The top AI tool, Colossal Clean Crawled Corpus (C4), depends on multiple crypto platforms for a significant portion of its data. An analysis shows that C4 extracts millions of text snippets from crypto-based websites or web platforms closely related to cryptocurrency.
According to reports, the U.S. Securities and Exchange Commission (SEC), which now contains a significant amount of crypto-related information, accounts for 36 million C4 tokens, representing 0.02% of the platform’s dataset. The SEC’s website (sec.gov), from which C4 fetches the data, ranked 39th among the websites engaged by C4.
Satoshi Nakamoto’s Bitcointalk.org accounted for 6.1 million C4 tokens, equivalent to 0.004% of the total tokens.

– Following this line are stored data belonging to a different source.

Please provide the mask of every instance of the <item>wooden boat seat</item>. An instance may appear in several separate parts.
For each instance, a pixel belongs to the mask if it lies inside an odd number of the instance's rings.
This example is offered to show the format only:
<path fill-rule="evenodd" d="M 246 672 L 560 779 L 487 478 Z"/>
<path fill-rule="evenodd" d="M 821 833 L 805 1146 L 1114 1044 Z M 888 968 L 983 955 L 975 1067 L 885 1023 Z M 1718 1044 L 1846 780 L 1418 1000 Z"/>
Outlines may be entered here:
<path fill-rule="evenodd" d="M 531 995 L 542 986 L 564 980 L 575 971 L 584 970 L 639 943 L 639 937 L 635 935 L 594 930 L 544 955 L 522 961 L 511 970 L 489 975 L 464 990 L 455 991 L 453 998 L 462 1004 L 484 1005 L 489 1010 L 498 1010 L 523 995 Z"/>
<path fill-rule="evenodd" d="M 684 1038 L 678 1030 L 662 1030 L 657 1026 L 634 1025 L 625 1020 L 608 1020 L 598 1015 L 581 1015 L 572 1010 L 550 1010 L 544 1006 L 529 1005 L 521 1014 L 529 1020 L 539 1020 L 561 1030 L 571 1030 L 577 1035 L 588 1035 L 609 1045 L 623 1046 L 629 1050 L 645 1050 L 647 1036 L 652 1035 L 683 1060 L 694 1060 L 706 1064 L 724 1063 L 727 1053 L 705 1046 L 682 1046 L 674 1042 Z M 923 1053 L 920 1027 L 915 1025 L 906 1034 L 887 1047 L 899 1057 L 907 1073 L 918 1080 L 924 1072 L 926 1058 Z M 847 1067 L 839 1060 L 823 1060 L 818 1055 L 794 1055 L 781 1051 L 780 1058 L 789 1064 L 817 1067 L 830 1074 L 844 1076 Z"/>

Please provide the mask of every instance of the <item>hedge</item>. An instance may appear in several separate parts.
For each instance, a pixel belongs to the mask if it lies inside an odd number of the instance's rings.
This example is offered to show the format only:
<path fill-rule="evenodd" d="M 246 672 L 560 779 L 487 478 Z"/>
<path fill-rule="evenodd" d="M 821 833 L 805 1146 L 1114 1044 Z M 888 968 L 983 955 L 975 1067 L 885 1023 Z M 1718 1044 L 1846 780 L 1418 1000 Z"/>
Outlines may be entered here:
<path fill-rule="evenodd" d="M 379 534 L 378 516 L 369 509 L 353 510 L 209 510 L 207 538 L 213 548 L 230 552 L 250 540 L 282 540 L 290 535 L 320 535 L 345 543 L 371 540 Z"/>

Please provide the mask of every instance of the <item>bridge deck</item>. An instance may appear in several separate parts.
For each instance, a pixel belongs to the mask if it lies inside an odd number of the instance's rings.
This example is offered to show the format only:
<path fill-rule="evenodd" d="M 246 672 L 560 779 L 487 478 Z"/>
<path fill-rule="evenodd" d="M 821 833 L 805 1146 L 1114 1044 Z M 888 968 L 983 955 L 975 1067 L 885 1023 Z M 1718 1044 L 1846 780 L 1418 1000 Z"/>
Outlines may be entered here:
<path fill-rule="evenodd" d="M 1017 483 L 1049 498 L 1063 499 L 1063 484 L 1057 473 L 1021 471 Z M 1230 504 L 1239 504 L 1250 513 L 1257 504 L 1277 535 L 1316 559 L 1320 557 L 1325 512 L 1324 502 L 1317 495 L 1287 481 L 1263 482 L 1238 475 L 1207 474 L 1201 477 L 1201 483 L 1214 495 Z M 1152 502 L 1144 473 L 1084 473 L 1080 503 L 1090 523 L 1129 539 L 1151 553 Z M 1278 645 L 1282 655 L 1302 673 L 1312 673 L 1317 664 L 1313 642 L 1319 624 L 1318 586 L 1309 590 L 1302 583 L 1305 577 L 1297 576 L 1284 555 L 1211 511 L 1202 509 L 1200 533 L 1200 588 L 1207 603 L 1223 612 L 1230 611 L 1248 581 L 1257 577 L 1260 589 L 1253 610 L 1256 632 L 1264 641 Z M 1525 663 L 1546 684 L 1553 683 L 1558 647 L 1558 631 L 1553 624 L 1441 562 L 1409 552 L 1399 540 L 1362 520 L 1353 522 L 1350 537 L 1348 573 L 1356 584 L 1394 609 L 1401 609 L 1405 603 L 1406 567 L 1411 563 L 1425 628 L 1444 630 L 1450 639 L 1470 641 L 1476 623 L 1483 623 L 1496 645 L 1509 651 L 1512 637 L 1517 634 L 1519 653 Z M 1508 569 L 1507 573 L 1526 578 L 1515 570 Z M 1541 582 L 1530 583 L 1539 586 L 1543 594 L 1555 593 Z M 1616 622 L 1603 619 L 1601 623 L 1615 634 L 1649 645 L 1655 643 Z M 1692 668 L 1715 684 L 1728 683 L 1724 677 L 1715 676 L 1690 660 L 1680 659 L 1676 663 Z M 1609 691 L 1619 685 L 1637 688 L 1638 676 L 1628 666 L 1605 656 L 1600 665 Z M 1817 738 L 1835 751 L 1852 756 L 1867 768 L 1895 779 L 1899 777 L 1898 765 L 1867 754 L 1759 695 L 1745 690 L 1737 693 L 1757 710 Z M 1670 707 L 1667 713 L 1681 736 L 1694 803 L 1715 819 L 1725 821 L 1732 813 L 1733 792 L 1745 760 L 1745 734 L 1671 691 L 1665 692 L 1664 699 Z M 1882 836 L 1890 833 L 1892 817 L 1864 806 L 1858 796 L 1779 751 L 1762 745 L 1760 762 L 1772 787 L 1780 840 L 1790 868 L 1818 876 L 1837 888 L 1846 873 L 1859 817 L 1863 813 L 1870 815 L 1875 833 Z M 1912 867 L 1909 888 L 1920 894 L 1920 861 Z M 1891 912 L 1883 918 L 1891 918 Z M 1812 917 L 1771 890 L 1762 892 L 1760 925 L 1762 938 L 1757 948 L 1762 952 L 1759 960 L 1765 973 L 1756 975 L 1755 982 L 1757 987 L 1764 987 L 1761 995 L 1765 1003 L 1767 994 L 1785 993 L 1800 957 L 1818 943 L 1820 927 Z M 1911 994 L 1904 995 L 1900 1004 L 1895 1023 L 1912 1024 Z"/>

It ranked as the 780th website engaged by the platform.
Other crypto platforms engaged by C4 for data acquisition include the crypto news website, Cointelegraph, and the tokens aggregation platform, CoinmarketCap. These and six more related websites accounted for 0.008% of all C4 tokens, while other websites related to specific cryptocurrencies formed a negligible part of the representation.
IPFS (ipfs.io) and Steemit (steemit.com) featured significantly in C4’s dataset. IPFS ranked 16th, while Steemit ranked in the 594th position. Both these sites are not directly involved in crypto but have significant inclinations toward the crypto industry.
The involvement of crypto-related platforms in C4’s AI training process exposes cryptocurrency’s encroachment into the mainstream. Crypto websites’ extent of representation is significant enough to influence the outcome of C4, even though mainstream websites like Google and Facebook outrank them significantly.
C4 has faced criticism over pirated data and hate speech, despite reports of the dataset being “cleaned”. With only 400 words in its list for censoring specific content, it suggests there could still be controversial content within C4. The presence of crypto sites in its dataset could also affect its level of bias.